The red swamp crayfish is an invasive species in Southern California, and they continue to destroy the ecosystem in many of the creeks and streams found in the region. They consume almost all life in these important waterways like fish, amphibians, even plants.
Their consumption of dragonfly nymphs, which are the aquatic form of dragonflies before they mature, is specifically alarming. These small insects are one of the main predators of mosquito larvae. These dragonfly nymphs help control the mosquito population, along with other animals like frogs. This, in turn, aids in prevention of diseases spreading around the local housing communities nearby.
Studies have shown that when crayfish are present in streams dragonfly nymph numbers are lower than when there are no crayfish. Results of these studies ultimately reveal how this relationship directly affects the mosquito population. The likeliness of mosquito-borne diseases spreading is increased when the crayfish consume valuable species like dragonfly nymphs and frogs.
The Mountains Restoration Trust (MRT) organization, has been dedicated to addressing this issue for several years in the areas around the Santa Monica mountains near Los Angeles. One location they have recently been working on is Medea Creek in Oak Park. They hold regular volunteer events where they invite people from the community to come out and help remove the invasive crayfish from the stream.
Areas like Oak Park lost a lot of vegetation due to a massive wildfire in November. Following that, the Southern California region received a heavy amount of rainfall during the rainy winter season. These two events coupled together caused significant changes to some of the natural areas.
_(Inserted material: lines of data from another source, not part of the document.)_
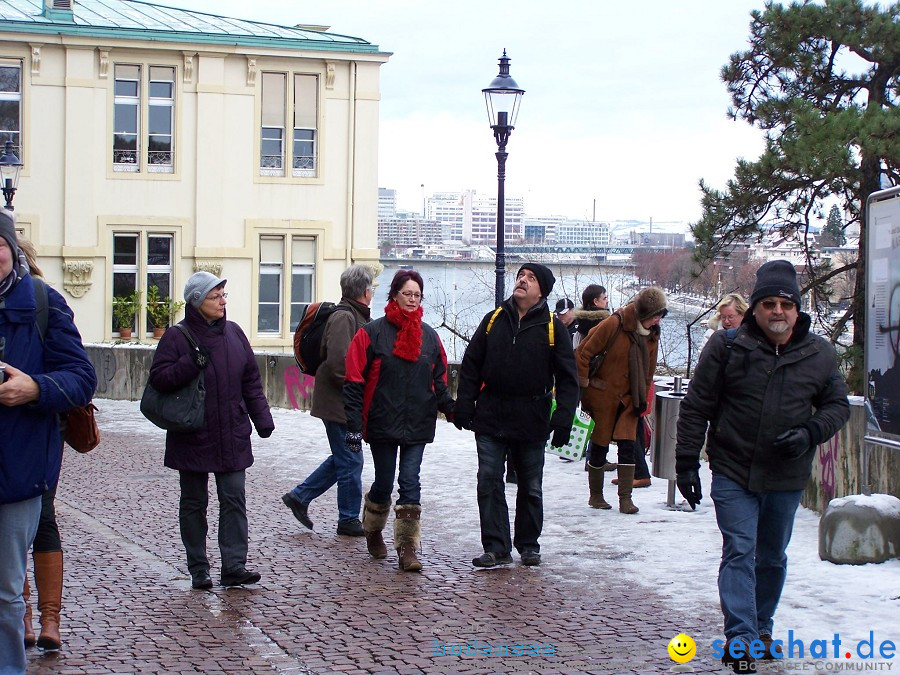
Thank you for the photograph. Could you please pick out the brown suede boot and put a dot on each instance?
(408, 535)
(48, 579)
(626, 479)
(374, 520)
(30, 637)
(595, 484)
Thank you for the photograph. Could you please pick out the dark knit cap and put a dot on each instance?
(650, 302)
(544, 276)
(776, 278)
(8, 231)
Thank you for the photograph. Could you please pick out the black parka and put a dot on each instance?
(761, 392)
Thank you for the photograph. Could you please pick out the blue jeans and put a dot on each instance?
(342, 467)
(528, 458)
(18, 524)
(384, 458)
(756, 529)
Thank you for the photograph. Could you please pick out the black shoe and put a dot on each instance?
(744, 663)
(530, 558)
(298, 509)
(491, 559)
(201, 580)
(239, 576)
(351, 528)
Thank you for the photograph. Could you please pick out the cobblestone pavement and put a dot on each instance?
(323, 606)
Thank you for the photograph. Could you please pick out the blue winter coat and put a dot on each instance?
(234, 395)
(30, 440)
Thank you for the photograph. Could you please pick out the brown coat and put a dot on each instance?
(607, 396)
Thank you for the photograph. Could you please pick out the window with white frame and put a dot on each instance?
(275, 252)
(132, 137)
(142, 260)
(276, 136)
(11, 104)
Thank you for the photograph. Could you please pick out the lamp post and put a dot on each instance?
(10, 165)
(502, 97)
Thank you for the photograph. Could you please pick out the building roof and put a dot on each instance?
(126, 19)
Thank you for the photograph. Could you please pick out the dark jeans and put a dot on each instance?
(384, 459)
(528, 458)
(233, 534)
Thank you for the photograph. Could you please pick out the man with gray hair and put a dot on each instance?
(343, 466)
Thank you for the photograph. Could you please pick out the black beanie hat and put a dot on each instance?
(776, 278)
(544, 276)
(8, 231)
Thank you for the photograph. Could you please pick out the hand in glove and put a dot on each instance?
(793, 443)
(354, 441)
(561, 436)
(201, 356)
(688, 482)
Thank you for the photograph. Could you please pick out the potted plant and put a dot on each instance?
(161, 310)
(124, 309)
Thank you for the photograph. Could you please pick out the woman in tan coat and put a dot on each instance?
(618, 392)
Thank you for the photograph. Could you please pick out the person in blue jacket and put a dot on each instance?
(42, 376)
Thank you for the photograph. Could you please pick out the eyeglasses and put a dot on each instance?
(786, 305)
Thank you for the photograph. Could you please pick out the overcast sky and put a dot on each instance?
(623, 101)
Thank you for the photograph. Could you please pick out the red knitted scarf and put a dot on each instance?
(408, 345)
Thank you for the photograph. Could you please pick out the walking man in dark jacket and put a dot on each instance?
(757, 394)
(518, 354)
(342, 466)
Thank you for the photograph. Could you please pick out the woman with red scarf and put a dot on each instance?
(395, 383)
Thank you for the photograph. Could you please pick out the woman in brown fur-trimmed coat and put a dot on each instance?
(618, 392)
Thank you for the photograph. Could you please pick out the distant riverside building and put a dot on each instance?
(157, 142)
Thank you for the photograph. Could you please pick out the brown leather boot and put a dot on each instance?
(595, 484)
(30, 637)
(48, 579)
(374, 520)
(408, 535)
(626, 479)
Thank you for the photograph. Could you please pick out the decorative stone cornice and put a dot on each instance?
(211, 266)
(77, 276)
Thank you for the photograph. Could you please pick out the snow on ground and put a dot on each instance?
(675, 552)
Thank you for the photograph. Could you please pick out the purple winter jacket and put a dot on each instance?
(233, 393)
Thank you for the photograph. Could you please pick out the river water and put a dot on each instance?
(457, 295)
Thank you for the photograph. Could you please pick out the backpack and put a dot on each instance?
(308, 352)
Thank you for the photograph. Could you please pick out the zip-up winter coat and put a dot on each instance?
(30, 442)
(507, 376)
(234, 395)
(389, 399)
(328, 390)
(607, 396)
(763, 391)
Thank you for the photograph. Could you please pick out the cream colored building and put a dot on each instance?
(157, 142)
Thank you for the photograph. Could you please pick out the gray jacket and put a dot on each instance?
(762, 392)
(328, 399)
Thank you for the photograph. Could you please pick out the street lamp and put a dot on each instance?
(10, 165)
(502, 97)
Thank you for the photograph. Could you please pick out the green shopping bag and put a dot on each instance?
(582, 427)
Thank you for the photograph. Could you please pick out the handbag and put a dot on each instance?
(182, 410)
(81, 430)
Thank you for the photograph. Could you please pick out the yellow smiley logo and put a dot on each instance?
(682, 648)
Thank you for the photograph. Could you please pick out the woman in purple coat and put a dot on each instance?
(234, 397)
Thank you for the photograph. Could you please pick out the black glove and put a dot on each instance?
(793, 443)
(688, 482)
(201, 356)
(461, 421)
(354, 441)
(561, 436)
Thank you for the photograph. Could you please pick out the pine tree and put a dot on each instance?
(822, 80)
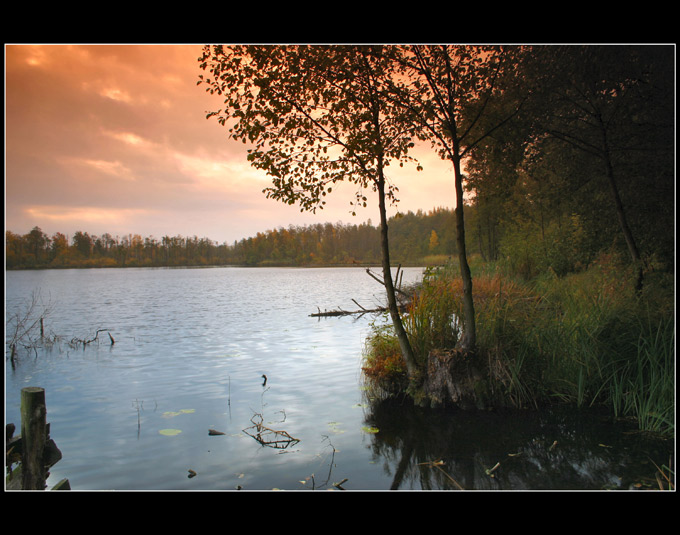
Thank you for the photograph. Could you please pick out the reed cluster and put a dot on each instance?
(585, 338)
Erik Sode, Aquatic Supervisor for Mountains Restoration Trust, says, "[The rain] has definitely changed a lot of characteristics in the creek, in particular the areas that did see a lot of fire." Without the vegetation, the soil left behind after the fire washed into sections of the creek bed, filling it in with sediment. But, the rain had a positive effect on the creek as well. "I have seen a decrease in crayfish population which is not out of the ordinary after a large rainstorm," says Sode. "So, I find it really important that we start trapping immediately. That way we can really control the population," he adds. Rain has a tendency to flush the crayfish out of the streams and into the ocean where they cannot survive.
MRT's crayfish removal projects, along with the benefits from the rain, appear to be having a positive impact on the local ecosystem. One way this is evidenced is by the presence of amphibians like frogs and tadpoles, which had previously become rare due to crayfish predation. Sode says, "[T]hese are the very tangible results from crayfish removal; You see an increase in tadpoles and frogs either as bycatch or just seeing them normally in the stream." He says the creek will still need a lot more work besides crayfish removal, but seeing a resurgence in the amphibian population is a definite plus. "[T]hese frogs are going to start controlling a lot of the mosquitoes and gnat fly populations, which will benefit everybody in general," he adds.
Projects like crayfish removals are important to rebuild and maintain habitats for hundreds of plants and animals. Making sure invasive species are removed to allow native ones to thrive is a major step in enriching these habitats. MRT has a variety of volunteer events like crayfish removals as well as planting native vegetation in other areas. They encourage people of all ages to come out to learn about the environmental issues and take part in the conservation process.